Toda essa matéria, objeto dessa absurda e mostrenga Emenda, aprovada na CCJ a toque de caixa, ou seja, sem grandes discussões, recebeu a seguinte destaque de chamada de página do jornal Correio Braziliense: “CCJ aprova PEC que limita decisões monocráticas do STF em menos de 1 minuto (Correio Braziliense, 04/10).” E o silêncio das nossas instituições jurídicas continuam a ensurdecer a minha inquieta consciência. Num Estado de direito, portanto democrático, não é possível alterar-se, de modo autoritário e majoritariamente, por força do domínio pernicioso de grupos políticos, ideológicos e econômicos, e ainda o fundamentalismo religioso, normas constitucionais, com tendências claras de um nefasto aviso a um poder constituído, como é o STF, de que se deve comportar direitinho, sob pena de ser marginalizado do sistema de separação dos poderes. A Constituição, numa hermenêutica normativa específica e sistêmica, veda essa conduta, que se assemelha ao exercício abusivo do que se tem chamado de legistocracia.

A PEC 08/2021, açodadamente aprovada, por força do poder majoritária desses grupos conservadores dominantes no Senado, fere normas pétreas da Constituição Federal.
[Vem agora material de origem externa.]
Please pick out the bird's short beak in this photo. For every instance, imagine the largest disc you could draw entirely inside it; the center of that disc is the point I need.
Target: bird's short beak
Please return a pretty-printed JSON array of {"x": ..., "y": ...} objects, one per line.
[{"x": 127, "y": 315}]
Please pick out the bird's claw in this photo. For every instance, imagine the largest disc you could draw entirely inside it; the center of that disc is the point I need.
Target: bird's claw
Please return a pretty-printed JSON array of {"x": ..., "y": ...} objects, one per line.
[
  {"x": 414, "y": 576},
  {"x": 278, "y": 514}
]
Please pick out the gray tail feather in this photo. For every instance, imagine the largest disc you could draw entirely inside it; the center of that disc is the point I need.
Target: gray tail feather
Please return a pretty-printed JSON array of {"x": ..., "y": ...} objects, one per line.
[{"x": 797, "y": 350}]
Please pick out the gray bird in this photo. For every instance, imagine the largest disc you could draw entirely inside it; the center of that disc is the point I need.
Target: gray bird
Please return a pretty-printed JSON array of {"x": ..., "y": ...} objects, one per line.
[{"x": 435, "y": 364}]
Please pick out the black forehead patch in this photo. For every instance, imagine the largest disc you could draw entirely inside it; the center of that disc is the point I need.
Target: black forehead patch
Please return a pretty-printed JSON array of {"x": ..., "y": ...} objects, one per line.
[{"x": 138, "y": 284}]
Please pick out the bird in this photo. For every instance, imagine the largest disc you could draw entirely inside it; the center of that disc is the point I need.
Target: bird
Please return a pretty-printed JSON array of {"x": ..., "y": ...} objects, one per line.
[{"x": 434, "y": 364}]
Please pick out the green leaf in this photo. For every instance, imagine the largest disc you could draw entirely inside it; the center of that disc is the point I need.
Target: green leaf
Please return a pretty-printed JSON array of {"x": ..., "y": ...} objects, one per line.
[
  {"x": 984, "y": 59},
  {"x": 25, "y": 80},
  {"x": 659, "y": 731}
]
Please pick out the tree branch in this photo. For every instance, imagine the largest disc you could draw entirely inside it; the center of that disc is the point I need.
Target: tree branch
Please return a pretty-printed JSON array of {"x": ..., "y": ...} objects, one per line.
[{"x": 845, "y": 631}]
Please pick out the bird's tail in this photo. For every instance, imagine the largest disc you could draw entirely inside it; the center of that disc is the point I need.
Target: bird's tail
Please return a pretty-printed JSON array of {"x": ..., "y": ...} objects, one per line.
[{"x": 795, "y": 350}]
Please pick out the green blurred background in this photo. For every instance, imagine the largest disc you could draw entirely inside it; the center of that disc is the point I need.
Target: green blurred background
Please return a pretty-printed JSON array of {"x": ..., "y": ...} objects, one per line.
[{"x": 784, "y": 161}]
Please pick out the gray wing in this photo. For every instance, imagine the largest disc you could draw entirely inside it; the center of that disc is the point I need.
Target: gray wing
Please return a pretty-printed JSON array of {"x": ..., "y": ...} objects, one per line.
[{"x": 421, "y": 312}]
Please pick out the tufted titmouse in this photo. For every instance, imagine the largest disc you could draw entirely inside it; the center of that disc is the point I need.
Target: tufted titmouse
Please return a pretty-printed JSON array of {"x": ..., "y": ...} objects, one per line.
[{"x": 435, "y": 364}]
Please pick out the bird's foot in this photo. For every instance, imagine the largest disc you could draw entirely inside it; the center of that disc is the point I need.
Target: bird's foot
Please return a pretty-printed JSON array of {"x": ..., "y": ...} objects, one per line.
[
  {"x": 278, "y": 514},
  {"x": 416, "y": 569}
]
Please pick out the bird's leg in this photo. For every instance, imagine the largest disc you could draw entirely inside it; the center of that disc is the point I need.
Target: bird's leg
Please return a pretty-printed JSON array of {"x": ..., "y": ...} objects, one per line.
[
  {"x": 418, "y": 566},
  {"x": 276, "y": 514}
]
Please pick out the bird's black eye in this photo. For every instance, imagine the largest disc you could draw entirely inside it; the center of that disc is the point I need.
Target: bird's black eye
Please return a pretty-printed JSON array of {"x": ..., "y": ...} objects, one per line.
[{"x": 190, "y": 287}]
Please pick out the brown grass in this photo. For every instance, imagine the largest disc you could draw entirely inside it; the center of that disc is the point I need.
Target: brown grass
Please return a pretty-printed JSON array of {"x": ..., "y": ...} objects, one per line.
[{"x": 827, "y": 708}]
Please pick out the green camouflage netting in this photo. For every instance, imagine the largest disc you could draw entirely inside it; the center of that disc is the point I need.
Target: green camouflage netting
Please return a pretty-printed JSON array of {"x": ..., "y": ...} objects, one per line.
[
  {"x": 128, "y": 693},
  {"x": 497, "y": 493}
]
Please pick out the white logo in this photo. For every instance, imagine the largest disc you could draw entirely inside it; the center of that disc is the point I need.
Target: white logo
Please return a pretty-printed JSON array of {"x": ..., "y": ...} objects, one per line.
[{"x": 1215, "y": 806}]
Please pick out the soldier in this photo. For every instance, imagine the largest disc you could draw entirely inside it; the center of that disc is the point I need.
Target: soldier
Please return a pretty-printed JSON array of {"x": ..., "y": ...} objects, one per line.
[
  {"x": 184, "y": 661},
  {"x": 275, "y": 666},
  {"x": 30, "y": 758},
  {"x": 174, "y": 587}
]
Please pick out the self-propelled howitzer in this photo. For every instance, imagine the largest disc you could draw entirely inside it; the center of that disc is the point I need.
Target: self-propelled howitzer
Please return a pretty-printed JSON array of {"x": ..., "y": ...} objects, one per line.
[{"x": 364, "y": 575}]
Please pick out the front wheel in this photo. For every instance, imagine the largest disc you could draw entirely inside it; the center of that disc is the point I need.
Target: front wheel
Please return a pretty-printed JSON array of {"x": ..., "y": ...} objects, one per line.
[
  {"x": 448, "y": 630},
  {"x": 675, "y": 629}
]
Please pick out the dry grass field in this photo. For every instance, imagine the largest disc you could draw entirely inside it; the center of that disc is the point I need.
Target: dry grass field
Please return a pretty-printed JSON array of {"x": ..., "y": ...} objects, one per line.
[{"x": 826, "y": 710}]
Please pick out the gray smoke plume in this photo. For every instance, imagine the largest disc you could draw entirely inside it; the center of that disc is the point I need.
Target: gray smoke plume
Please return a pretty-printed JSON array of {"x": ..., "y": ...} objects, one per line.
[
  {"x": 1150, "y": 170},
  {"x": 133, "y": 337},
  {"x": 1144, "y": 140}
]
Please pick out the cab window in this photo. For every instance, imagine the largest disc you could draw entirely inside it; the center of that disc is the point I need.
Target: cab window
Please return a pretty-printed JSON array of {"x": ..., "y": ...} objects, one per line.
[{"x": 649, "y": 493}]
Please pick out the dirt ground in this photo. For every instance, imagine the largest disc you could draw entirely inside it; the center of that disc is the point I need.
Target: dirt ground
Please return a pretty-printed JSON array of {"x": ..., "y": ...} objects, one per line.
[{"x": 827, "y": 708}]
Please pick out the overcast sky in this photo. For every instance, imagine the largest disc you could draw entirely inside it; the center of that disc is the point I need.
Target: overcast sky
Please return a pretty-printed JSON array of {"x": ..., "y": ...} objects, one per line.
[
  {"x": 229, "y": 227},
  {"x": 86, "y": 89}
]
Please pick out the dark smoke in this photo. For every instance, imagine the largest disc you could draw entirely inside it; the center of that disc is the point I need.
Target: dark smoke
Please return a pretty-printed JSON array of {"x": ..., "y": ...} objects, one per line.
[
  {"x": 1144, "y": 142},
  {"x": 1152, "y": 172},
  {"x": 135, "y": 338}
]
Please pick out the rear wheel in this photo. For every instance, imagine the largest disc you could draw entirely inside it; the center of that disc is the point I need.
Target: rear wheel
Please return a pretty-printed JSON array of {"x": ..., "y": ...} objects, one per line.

Primeiramente, deve ser dito que os pontos que pretendeu normatizar, no afã de coibir a atuação do Supremo Tribunal Federal, são de natureza procedimental e processual, cuja competência de legislar ou é do próprio STF ou dos tribunais. Vejamos: a PEC acrescenta o inciso XVI ao art. 93 da Constituição Federal, tratando equivocadamente de norma de procedimento e de processo, preceitos inadequados para uma Constituição Federal, sobretudo a nossa Carta Política, que é rígida, embora analítica. No mesmo sentido, acrescenta parágrafos aos arts. 97, l02 e 125, alterando substancialmente a Constituição Federal, e ainda estabelece uma sequência de vedações, como a contida na nova redação dada a letra “p” do art. 102, além de vedar ao STF decisões cautelares liminares e monocráticas contra atos emanados dos presidentes da República, do Senado, da Câmara Federal e do Congresso Nacional. Como consequência, se a matéria relevante tiver necessidade de uma decisão urgente, nada feito. Só o colegiado decide.

Essa PEC, como já foi evidenciado no curso deste texto, padece de grave inconstitucionalidade, porque contraria cláusula pétrea, consequentemente intangível de ser objeto de emenda constitucional pelo poder constituinte derivado. Primeiramente, agride a competência normativa interna do STF, prevista no art. 96, I, letra “a”, da Constituição Federal, e, num outro plano mais grave, tem nítida finalidade de reduzir a atuação constitucional do Corte Suprema de Justiça, consistente na guarda da Constituição Federal (art. 102, caput). Ademais, apenas para concluir: é sabido por qualquer estudante de direito que a Constituição do Brasil é classificada, como já foi dito acima, como rígida, não sendo possível suas normas serem modificadas, ao talante de qualquer legislador, sem observância dos rigorosos preceitos nela instituídos, não só com referência às alterações formais, mas também materiais. De outra forma, como já ocorreu no passado bem recente, se tem uma ditadura ou do Poder Executivo, que normalmente controla o Legislativo, e do Legislativo, que age de forma majoritária, de acordo os interesses, que estão submersos nas votações. Essas são as razões de se ter uma Corte de Justiça Suprema estável, independente, a gozar de garantias que não podem ser usurpadas, entre essas a vitaliciedade, objeto de um projeto que a extingue. Por isso mesmo, qualquer emenda substancial de alterar as garantias institucionais do Poder Judiciário só pode ser realizada pelo Poder Constituinte (em maiúsculo) originário, e não pelo poder derivado (em minúsculo), como pretendem os senadores acima citados. Por ora, só isso. Ainda volto ao tema.